2. La tarification dynamique : une pratique autorisée en France… mais encadrée
En France, la tarification dynamique est autorisée sur le fondement de l’article L. 410-2 du Code de commerce, qui consacre le principe de libre fixation des prix, sous réserve pour le professionnel :
- d’informer clairement le consommateur de toute variation tarifaire préalablement à tout paiement, conformément à l’article L. 221-5 du Code de la consommation ; et
Si le contenu précis de cette information n’est pas défini par les textes, le Conseil national de la consommation recommande une information simple et intelligible notamment sur les principaux paramètres de variation du prix.
- de s’assurer que le mécanisme de tarification demeure loyal, non abusif et non discriminatoire.
Le non-respect de ces exigences expose notamment les entreprises à des poursuites, par la DGCCRF, pour pratiques commerciales trompeuses dès lors que la divergence entre le prix communiqué et le prix effectivement débité est susceptible d’avoir influencé l’acte d’achat du consommateur.
Depuis une loi n°2024-420 du 10 mai 2024 qui a modifié l’article L. 132-2 du Code de la consommation, les pratiques commerciales trompeuses commises par l’intermédiaire « d’un support numérique ou électronique » sont sanctionnées par :
- une peine maximale de 5 ans de prison ;
- une amende d’un montant maximal de 750 000 euros pour les personnes physiques ; et
- une amende d’un montant maximal de 3,75 millions d’euros pour les personnes morales.
3. Quels risques la tarification dynamique fait-elle peser pour les consommateurs ?

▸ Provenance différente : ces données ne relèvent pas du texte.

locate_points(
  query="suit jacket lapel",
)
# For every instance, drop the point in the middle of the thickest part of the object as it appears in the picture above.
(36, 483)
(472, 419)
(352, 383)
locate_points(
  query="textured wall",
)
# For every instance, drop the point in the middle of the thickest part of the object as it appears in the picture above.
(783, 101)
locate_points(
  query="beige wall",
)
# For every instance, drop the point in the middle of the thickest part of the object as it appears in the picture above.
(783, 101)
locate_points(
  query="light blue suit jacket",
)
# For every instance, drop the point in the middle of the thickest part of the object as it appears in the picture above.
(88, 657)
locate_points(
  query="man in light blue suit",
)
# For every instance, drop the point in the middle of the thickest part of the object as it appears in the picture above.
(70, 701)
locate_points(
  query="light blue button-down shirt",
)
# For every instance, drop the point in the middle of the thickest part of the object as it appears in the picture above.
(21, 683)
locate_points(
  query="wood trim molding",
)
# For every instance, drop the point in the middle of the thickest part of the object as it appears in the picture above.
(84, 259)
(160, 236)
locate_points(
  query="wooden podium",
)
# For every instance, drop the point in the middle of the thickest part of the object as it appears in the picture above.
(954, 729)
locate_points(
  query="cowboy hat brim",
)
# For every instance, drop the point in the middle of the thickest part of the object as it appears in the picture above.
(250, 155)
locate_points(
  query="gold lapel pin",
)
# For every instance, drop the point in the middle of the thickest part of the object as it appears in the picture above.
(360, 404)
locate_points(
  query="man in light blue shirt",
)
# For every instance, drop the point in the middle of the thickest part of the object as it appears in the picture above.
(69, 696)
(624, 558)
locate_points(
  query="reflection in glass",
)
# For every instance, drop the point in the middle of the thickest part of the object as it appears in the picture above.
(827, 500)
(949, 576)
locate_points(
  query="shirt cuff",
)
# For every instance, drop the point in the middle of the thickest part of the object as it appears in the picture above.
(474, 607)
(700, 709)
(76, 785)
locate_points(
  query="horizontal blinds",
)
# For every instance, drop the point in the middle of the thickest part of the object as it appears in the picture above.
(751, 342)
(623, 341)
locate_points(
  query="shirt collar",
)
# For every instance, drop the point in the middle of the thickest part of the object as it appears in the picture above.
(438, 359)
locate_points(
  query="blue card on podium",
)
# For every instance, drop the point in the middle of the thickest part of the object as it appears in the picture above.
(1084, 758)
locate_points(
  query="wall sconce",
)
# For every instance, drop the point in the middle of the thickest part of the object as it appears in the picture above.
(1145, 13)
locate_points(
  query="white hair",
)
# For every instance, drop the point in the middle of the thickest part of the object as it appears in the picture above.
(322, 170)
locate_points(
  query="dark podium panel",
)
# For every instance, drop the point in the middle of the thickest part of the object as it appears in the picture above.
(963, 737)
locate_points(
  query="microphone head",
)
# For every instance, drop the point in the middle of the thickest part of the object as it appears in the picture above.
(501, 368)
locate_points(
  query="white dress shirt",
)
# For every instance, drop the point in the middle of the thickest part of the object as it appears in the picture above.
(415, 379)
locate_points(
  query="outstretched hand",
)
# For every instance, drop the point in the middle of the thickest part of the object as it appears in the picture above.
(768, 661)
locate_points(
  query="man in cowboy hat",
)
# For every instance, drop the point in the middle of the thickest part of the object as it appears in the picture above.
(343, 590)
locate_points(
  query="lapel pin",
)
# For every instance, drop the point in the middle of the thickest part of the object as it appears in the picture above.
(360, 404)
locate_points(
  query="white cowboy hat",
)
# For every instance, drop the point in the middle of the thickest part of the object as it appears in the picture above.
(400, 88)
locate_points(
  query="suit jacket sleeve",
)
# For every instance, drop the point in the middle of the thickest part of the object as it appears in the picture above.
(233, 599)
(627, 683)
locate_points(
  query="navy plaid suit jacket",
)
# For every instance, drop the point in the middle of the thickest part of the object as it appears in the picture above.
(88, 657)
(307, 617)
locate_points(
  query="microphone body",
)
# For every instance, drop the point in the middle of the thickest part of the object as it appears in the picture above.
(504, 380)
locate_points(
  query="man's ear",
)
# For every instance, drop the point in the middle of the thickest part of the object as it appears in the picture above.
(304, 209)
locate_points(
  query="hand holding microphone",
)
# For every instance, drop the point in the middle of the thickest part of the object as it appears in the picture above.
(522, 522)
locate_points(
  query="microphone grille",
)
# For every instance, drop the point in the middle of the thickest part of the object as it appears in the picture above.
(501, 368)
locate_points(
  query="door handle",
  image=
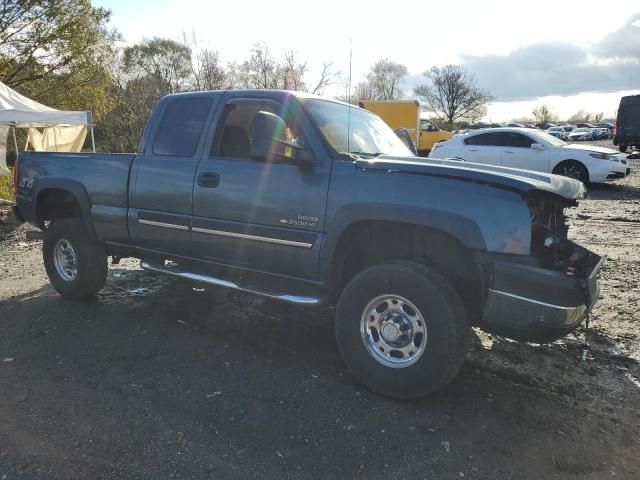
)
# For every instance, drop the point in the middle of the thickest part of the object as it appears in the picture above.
(208, 180)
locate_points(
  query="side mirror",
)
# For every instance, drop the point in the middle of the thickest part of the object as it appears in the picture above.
(304, 158)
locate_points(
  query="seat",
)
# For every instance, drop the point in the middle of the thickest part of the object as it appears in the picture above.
(235, 142)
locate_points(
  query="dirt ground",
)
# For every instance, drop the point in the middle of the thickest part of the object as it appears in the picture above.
(158, 379)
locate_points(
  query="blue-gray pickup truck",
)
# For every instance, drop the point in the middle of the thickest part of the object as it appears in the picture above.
(313, 201)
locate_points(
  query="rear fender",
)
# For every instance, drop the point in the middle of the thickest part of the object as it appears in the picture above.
(71, 186)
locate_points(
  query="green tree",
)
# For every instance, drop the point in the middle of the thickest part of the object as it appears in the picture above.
(58, 52)
(544, 114)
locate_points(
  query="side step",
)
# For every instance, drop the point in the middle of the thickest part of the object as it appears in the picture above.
(199, 277)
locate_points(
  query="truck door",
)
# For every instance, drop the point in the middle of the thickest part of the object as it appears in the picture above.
(261, 211)
(161, 185)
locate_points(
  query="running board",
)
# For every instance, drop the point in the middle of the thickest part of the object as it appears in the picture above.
(199, 277)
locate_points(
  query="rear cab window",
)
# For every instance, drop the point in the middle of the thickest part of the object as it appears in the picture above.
(181, 126)
(516, 140)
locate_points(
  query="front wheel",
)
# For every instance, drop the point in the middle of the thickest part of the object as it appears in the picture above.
(75, 265)
(402, 329)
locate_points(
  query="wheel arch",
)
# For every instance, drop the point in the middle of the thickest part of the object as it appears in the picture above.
(61, 198)
(367, 242)
(571, 160)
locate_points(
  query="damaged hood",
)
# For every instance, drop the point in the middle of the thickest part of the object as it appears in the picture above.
(501, 177)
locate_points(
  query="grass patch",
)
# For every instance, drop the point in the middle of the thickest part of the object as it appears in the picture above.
(6, 187)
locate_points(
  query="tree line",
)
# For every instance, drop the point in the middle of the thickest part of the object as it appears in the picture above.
(65, 54)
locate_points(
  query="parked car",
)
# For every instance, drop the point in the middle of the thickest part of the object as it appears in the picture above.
(610, 129)
(308, 200)
(557, 132)
(579, 134)
(627, 133)
(528, 149)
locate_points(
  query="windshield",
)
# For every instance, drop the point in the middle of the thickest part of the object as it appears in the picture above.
(550, 139)
(368, 134)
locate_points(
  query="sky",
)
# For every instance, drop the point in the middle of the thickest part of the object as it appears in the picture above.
(570, 55)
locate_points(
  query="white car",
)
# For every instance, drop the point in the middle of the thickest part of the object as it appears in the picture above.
(578, 134)
(557, 132)
(530, 149)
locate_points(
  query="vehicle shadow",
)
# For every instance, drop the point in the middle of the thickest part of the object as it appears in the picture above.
(247, 387)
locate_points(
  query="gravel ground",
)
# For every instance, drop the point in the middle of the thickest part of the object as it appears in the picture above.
(158, 379)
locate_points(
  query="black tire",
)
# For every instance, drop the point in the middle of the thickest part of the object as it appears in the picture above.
(446, 336)
(572, 169)
(90, 260)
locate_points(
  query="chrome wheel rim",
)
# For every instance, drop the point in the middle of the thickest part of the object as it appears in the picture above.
(393, 331)
(65, 260)
(571, 171)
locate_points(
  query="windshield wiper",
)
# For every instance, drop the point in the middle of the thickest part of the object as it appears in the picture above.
(363, 154)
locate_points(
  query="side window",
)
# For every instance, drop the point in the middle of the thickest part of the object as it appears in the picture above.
(516, 140)
(256, 131)
(484, 139)
(181, 126)
(427, 126)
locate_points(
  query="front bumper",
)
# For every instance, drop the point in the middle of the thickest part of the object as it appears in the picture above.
(607, 171)
(529, 303)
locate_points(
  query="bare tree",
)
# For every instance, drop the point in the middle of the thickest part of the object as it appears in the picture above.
(328, 77)
(290, 72)
(260, 69)
(544, 114)
(451, 93)
(362, 92)
(385, 77)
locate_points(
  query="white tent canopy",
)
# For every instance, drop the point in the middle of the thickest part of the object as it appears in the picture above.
(18, 111)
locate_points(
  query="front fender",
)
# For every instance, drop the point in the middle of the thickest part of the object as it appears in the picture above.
(464, 229)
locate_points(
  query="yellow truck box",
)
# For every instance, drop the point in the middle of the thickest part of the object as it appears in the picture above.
(406, 114)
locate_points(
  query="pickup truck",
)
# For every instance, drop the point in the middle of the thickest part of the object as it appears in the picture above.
(313, 201)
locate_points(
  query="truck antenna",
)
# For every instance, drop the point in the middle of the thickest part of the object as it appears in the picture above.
(349, 97)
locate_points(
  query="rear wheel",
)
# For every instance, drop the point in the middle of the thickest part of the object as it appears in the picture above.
(75, 265)
(572, 169)
(402, 329)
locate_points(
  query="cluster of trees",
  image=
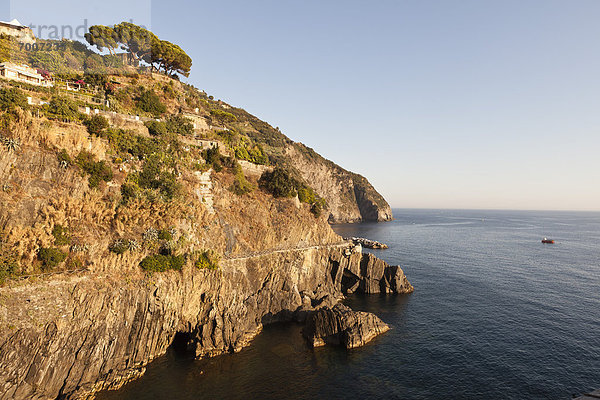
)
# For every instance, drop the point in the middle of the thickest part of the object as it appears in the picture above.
(143, 45)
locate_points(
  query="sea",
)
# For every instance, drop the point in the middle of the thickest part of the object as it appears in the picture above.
(495, 314)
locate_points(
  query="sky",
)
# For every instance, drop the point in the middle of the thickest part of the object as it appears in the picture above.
(439, 103)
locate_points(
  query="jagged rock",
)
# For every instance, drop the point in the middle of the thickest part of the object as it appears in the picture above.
(342, 326)
(366, 273)
(74, 335)
(370, 244)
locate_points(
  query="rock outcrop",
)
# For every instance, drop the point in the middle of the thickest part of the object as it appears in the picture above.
(365, 273)
(368, 243)
(342, 326)
(350, 197)
(74, 335)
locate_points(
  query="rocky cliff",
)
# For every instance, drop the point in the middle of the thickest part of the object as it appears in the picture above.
(350, 197)
(72, 335)
(117, 239)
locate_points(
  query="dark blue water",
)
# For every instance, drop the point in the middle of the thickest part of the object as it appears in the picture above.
(495, 315)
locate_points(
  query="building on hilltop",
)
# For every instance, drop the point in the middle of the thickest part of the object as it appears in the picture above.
(22, 73)
(23, 33)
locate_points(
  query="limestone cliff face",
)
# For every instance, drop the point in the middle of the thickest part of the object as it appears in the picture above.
(94, 319)
(350, 197)
(73, 335)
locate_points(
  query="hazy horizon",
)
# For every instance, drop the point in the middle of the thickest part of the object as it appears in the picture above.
(460, 105)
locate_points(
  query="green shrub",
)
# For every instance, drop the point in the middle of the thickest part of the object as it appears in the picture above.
(156, 128)
(318, 206)
(129, 191)
(11, 98)
(149, 102)
(240, 185)
(180, 125)
(216, 160)
(160, 263)
(222, 117)
(253, 154)
(9, 265)
(61, 235)
(118, 246)
(165, 234)
(64, 158)
(73, 263)
(206, 260)
(51, 257)
(124, 141)
(97, 170)
(156, 174)
(96, 124)
(279, 183)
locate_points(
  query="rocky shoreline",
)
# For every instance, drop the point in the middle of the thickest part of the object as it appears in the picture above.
(76, 335)
(341, 326)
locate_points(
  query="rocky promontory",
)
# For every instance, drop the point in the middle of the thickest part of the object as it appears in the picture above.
(167, 217)
(342, 326)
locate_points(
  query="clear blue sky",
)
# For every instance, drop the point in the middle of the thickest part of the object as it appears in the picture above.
(443, 104)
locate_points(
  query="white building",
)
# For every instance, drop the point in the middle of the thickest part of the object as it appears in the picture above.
(23, 33)
(22, 73)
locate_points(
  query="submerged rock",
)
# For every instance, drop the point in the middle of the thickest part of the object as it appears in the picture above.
(342, 326)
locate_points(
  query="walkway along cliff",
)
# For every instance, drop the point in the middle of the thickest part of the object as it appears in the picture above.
(118, 238)
(91, 332)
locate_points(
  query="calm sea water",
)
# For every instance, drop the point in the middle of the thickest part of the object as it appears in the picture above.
(495, 315)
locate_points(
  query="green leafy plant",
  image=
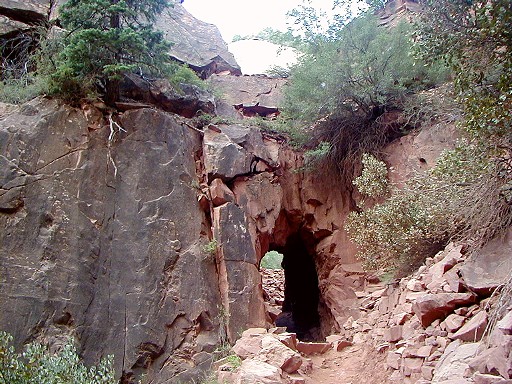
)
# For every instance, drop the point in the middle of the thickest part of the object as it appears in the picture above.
(211, 247)
(373, 181)
(36, 364)
(473, 37)
(272, 260)
(346, 84)
(104, 39)
(457, 199)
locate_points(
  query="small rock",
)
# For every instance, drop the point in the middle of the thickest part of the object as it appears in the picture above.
(474, 329)
(415, 285)
(254, 371)
(312, 348)
(454, 322)
(412, 365)
(424, 351)
(505, 324)
(393, 360)
(430, 307)
(393, 334)
(481, 378)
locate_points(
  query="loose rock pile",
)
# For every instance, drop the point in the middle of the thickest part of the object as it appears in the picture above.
(431, 327)
(272, 357)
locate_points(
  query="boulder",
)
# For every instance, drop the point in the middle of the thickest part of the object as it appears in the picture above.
(105, 242)
(480, 378)
(393, 334)
(196, 43)
(474, 329)
(454, 322)
(258, 372)
(220, 193)
(489, 267)
(249, 345)
(454, 362)
(312, 348)
(279, 355)
(184, 99)
(436, 306)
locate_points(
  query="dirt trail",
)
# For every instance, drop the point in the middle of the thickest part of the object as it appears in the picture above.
(358, 364)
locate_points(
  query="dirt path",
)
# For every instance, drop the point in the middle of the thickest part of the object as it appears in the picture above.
(358, 364)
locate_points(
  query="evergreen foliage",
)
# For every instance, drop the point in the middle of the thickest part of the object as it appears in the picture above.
(104, 39)
(272, 260)
(36, 364)
(475, 40)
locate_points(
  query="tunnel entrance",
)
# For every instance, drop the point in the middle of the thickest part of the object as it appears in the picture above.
(299, 310)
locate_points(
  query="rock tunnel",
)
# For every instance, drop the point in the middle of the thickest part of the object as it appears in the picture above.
(300, 311)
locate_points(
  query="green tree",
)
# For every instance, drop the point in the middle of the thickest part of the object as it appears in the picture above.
(348, 80)
(36, 364)
(475, 39)
(104, 39)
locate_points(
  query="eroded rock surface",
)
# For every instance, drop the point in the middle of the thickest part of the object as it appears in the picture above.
(103, 240)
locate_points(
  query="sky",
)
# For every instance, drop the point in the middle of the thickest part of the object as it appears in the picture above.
(246, 17)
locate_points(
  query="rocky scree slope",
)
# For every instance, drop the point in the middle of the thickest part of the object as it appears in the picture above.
(145, 242)
(440, 325)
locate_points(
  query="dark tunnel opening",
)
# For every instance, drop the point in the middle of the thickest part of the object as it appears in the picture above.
(301, 293)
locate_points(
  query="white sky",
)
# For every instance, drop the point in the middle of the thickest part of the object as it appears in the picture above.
(246, 17)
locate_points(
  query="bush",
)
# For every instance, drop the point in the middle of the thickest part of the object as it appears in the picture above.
(460, 199)
(473, 37)
(106, 39)
(272, 260)
(36, 364)
(344, 86)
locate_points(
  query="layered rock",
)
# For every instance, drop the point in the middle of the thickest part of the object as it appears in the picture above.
(102, 239)
(196, 43)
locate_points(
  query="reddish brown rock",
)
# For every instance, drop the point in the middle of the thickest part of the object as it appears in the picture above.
(505, 324)
(424, 351)
(288, 339)
(473, 329)
(249, 345)
(412, 365)
(481, 378)
(259, 372)
(312, 348)
(415, 285)
(491, 267)
(220, 193)
(453, 322)
(393, 360)
(454, 362)
(436, 306)
(393, 334)
(427, 372)
(277, 354)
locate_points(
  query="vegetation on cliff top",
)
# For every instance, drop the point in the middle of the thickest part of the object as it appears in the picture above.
(37, 364)
(102, 41)
(353, 79)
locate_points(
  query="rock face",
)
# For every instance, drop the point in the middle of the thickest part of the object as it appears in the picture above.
(92, 242)
(248, 95)
(198, 44)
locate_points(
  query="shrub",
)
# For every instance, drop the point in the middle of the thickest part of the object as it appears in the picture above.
(457, 199)
(346, 83)
(105, 39)
(36, 364)
(373, 181)
(272, 260)
(473, 37)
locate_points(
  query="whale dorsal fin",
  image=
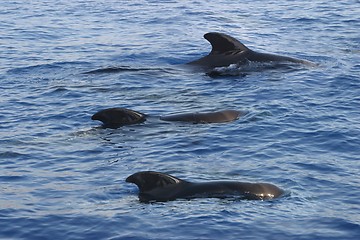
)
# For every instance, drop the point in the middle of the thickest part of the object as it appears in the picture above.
(149, 180)
(221, 42)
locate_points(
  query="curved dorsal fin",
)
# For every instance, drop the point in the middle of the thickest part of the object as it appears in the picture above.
(221, 42)
(149, 180)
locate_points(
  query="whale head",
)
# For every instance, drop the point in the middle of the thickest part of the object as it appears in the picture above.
(117, 117)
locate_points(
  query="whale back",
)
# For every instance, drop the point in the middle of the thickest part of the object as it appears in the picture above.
(149, 180)
(117, 117)
(210, 117)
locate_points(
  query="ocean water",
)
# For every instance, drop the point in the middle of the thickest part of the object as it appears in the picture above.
(62, 176)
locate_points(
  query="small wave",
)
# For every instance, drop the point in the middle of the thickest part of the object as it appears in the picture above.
(243, 70)
(124, 69)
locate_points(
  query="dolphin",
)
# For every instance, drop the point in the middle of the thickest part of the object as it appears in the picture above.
(117, 117)
(160, 187)
(227, 50)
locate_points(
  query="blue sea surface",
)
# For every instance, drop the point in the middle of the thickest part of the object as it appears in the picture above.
(62, 176)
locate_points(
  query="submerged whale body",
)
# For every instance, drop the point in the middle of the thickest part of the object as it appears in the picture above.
(160, 187)
(117, 117)
(227, 50)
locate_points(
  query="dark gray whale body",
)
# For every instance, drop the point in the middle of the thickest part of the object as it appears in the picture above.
(227, 50)
(160, 187)
(117, 117)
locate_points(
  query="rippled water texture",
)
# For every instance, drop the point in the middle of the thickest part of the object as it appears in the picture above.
(62, 176)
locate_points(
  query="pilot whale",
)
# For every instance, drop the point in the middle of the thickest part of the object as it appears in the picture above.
(160, 187)
(227, 50)
(117, 117)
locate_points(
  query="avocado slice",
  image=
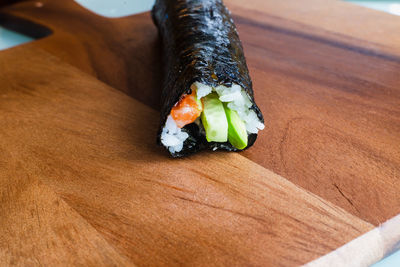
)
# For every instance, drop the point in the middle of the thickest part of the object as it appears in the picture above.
(214, 119)
(237, 134)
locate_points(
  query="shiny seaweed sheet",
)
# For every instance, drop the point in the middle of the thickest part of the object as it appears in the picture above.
(200, 43)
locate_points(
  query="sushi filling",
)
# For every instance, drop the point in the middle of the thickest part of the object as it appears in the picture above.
(225, 114)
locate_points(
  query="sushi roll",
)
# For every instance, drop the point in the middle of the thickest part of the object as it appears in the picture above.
(207, 97)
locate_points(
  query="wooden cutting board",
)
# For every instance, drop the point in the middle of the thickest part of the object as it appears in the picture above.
(84, 184)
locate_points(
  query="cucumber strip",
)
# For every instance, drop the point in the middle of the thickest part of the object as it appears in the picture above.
(237, 134)
(214, 119)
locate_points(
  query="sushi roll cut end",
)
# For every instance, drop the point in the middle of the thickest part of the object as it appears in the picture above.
(223, 114)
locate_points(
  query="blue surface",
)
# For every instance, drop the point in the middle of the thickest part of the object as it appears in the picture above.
(390, 261)
(10, 38)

Cette modulation de prix soulève une typologie de risques pour les consommateurs :
- le risque de discrimination : pour optimiser les prix, les algorithmes peuvent traiter des informations sensibles (âge, sexe, origine, ) et ainsi renforcer, à terme, des inégalités entre consommateurs ;
- le risque de manque de transparence : le fonctionnement des algorithmes est souvent complexe à expliquer aux consommateurs, ce qui engendre une opacité à leur égard et les prive, in fine, de la possibilité de comparer efficacement les prix ;
- le risque de non-conformité réglementaire : ces algorithmes peuvent enfreindre les réglementations relatives à la concurrence ou la protection des données et leur complexité rend leur contrôle par les autorités compétentes particulièrement ardu.
Pour pallier ces risques, le consommateur peut notamment :
- comparer les prix en utilisant plusieurs plateformes avant de procéder à son achat ;
- paramétrer ses réglages afin de limiter le partage de ses données personnelles et désactiver les cookies;
- privilégier des périodes moins exposées aux hausses tarifaires prévisibles (par exemple les jours fériés) et anticiper autant que possible ses achats.
Au vu de la prolifération de ce phénomène et des risques associés, des propositions d’évolutions juridiques sont en cours.